Wine critic Tim Atkin MW yesterday attributed Ribera del Duero’s enormous potential for fine wines to the region’s “mosaic” of different soils. He further called for the DO to produce a detailed soil map charting Ribera’s estimated 30 or so soil types, ranging from “blindingly white limestone” to sandy clay and alluvial, to help consumers understand exactly what it is they are tasting.
According to Atkin, the quality of Ribera’s fine wines is often down to producers “blending across the region”, essentially cherry picking from this tapestry of different soil types to create something extraordinary.
He said “These are not wines for easy drinking. They can be quite tannic, but they’re meant to be.” Atkin described the style of Ribera wines, often characterised by their “chalky freshness” as being “wines definitely made to age”, and revealed that they are “at their best following ten to 15 years in bottle”.
“People really need to think of Ribera as a fine wine region,” said Atkin during the discussion, who added that the region is often misunderstood, and blamed a “lack of familiarity” for people painting all of its wines with the same brush.
“There was this paradigm in the 1990s, where Ribera wines were big, bold, powerful, with high alcohol content of around 14-15%,” Atkin said. “Now there’s much more freshness, nuance and balance coming through with these new wines.”
Atkin, who produced a detailed report on the region in 2021 following an intensive 11-day trip there, also credited the more relaxed and open-minded approach of Ribera’s DO, which he says is quicker on its feet and “unlike Rioja, has the buy-in of its producers.”
One of the highest winemaking regions in Europe, Ribera del Duero also has one the most “brutal” climates of all, with temperatures plummeting to -10 degrees centigrade in winter.
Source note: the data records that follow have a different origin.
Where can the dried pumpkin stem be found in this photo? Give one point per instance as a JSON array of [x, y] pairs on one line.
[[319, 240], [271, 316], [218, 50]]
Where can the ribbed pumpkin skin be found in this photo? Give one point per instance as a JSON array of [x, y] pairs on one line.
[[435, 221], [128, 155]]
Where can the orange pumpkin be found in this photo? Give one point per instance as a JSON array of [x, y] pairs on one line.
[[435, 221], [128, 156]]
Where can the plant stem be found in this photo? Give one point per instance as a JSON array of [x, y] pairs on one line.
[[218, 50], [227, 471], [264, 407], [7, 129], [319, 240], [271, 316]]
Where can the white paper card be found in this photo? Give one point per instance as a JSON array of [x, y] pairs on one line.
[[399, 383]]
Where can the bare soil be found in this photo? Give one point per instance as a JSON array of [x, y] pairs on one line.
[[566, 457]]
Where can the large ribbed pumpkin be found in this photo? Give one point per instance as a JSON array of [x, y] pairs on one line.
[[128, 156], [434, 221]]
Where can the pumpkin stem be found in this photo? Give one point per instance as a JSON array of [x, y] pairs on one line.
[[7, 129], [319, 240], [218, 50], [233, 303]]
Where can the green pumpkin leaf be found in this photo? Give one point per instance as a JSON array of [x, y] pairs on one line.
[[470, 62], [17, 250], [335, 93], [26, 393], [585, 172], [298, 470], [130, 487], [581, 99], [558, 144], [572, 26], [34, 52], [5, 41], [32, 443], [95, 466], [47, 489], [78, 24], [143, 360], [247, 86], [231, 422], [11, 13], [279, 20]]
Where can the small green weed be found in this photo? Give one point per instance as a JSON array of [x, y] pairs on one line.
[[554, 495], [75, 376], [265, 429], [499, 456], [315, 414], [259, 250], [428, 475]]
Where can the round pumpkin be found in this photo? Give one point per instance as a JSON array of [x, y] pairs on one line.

Frosts are a “constant threat” and a local expression claims that Ribera has “nine months of winter, three months of hell.”
In 2017, a particularly tough vintage, many winemakers lost 50% of their crop to frost, where it was so cold during picking season that wineries lit bonfires in the fields to warm workers.
Ribera wines are largely Tempranillo based (there are around 24,000 hectares under vine in the DO and of these, 23,000 hectares are planted with Tempranillo). A wine must contain a 75% minimum of Tempranillo in order to be part of the DO.
The province of Burgos is home to 73% of vineyards and many of the region’s key winemaking villages, while Valladolid has 21% of the region’s plantings.
After tasting more than 530 wines from the region, Atkin awarded every wine in his Top 100 Selection 94 points or more for the first time ever.